At National Review Online's Human Exceptionalism blog, Wesley J. Smith ably takes on Politico for obsessing over Jeb, and ignoring the ugly story of Poor Bullied Michael Schiavo.
But let’s explore some points the story conveniently omits or quickly passes over:
- He wasn’t exactly a loyal husband. Schiavo dated other women during her disability. Moreover, he lived with his “fiance” for years before and during the Terri Schiavo court fights, siring two children with her before Terri died. Many would not hold that against him.
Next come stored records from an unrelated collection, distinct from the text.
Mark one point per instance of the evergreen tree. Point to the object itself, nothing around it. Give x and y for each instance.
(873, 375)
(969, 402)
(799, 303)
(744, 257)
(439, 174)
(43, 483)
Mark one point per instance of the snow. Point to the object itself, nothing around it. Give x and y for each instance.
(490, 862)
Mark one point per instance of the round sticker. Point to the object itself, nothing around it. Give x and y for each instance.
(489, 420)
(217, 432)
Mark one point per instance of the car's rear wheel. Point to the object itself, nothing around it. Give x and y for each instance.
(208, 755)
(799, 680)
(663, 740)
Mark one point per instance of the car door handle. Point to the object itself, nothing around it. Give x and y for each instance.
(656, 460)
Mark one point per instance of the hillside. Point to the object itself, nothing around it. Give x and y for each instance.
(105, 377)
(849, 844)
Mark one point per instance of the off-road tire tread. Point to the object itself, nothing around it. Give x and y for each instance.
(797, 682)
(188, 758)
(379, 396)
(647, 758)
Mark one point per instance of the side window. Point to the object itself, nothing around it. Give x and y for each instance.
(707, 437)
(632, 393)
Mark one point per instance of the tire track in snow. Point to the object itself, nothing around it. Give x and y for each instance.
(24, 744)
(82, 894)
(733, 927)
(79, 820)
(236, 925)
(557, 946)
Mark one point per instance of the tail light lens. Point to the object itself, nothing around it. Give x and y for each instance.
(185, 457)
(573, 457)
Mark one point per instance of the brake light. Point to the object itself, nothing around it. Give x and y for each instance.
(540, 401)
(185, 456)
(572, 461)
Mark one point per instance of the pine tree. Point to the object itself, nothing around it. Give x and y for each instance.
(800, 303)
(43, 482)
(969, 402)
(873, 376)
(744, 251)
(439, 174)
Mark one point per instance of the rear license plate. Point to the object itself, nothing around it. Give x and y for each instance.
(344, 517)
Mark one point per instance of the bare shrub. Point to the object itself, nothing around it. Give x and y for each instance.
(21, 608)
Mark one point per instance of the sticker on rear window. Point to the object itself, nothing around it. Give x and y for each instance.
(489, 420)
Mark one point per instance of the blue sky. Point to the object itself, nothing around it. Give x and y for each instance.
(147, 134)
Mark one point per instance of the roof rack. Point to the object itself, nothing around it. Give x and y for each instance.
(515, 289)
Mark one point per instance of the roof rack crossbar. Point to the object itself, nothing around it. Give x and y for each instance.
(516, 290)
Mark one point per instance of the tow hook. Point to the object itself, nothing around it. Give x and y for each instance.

But given those facts, I wonder who she would have wanted to decide her life and death: A man who had a family with another woman he couldn’t legally marry because of she was still alive or her blood family?
- He told a medical malpractice jury he would care for Terri for the rest of her life, continue to provide rehabilitation, and presented expert testimony she could live a normal life span. Once the money was in her account, he decided she wouldn’t want to live in such a compromised state–a little matter he apparently forgot to tell the jury. Within months of the end of the legal case, he reportedly informed her father that there would be no further rehabilitation and tried to withhold antibiotics from Terri after she developed an infection, setting off the first legal fight with her parents.
- A guardian ad litem appointed in the original food and fluids case opined that Terri should not have her food and water removed. The trial judge dismissed the guardian at Michael’s request and never appointed another–contrary to Florida statutory law.
- Michael went years without filing legally required reports to the court about his plans for Terri’s future care. The judge didn’t mind. Such was the “rule of Terri’s case.” The usual standards did not apply.
- He told a court official in 1993–in the antibiotics case–that he had taken her wedding and engagement rings melted down and made into a ring for himself.
- He had her cats put down.
- Michael used Terri’s money, with the approval of the court, to prosecute the legal case culminating in her death.
- As Terri was dying of dehydration, she wasn’t even allowed ice chips in her mouth.
- And this one has been bothering me for years: Schiavo put these words on Terri’s tombstone: “I kept my promise.” Who puts an honorific about oneself on someone else’s tombstone?
The effort to save Terri Schiavo’s life was entirely bipartisan, including cooperation from those rigid fundamentalist Christian Republicans, Hillary Clinton, Barack Obama, Joe Biden, Harry Reid, and Tom Harkin. But never mind: Politics.
The story contains examples of horrible and inexcusable threats made against Michael and his family–including slurs against his children. Those were evil and inexcusable. So were similarly vicious threats against her blood family, the Schindlers, for trying to save her life.